Keberhasilan program penangkalan ini sangat dipengaruhi oleh tingkat kepedulian masyarakat. Potensi infiltrasi kelompok ekstrem akan semakin mengecil seiring meningkatnya kewaspadaan warga terhadap bahaya paham tersebut. Formulasi pendekatan yang diterapkan di lapangan menghindari metode formal yang kaku.

Tim gabungan dari pemerintah daerah dan Densus 88 memilih turun langsung untuk berdialog serta mendengarkan aspirasi warga. Metode tatap muka dinilai memiliki efektivitas lebih tinggi. Lewat komunikasi dua arah, masyarakat dapat mengajukan pertanyaan langsung dan menerima penjelasan yang lebih mudah dipahami daripada kampanye media searah.

Sasar Kelompok Rentan dan Perlindungan Sosial

Pelaksanaan edukasi ini turut diarahkan pada kelompok masyarakat dengan tingkat kerentanan sosial tertentu. Salah satu sasaran utamanya adalah keluarga yang terdaftar sebagai penerima program bantuan sosial.

Langkah ini diambil bukan karena kelompok tersebut bermasalah.

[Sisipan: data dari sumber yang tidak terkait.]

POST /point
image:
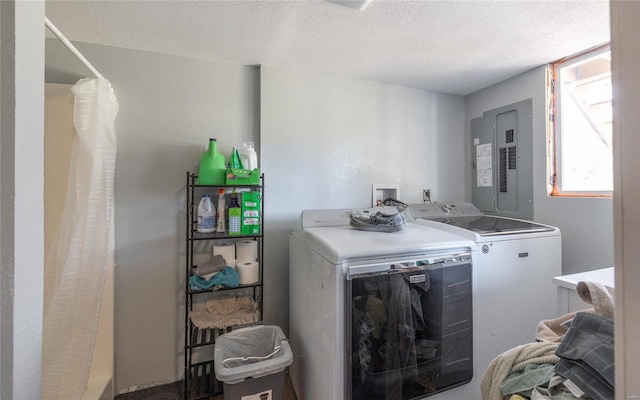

Pemerintah ingin memastikan seluruh lapisan masyarakat, terutama yang rentan, memperoleh akses informasi pencegahan yang setara. Aspek perlindungan sosial tidak hanya terbatas pada pemberian bantuan finansial semata.

Pemerintah memiliki kewajiban moral untuk membentengi masyarakat dari ancaman non-ekonomi yang berdampak jangka panjang. “Kami ingin masyarakat merasa aman, nyaman, dan memiliki ketahanan terhadap berbagai pengaruh negatif. Edukasi menjadi salah satu cara paling efektif untuk membangun ketahanan tersebut,” katanya.

Tanggung jawab dalam menangkal paham radikal sejatinya berada di tangan seluruh elemen masyarakat. Pemerintah daerah menempatkan diri sebagai fasilitator, sementara keberhasilan total bergantung pada partisipasi aktif warga.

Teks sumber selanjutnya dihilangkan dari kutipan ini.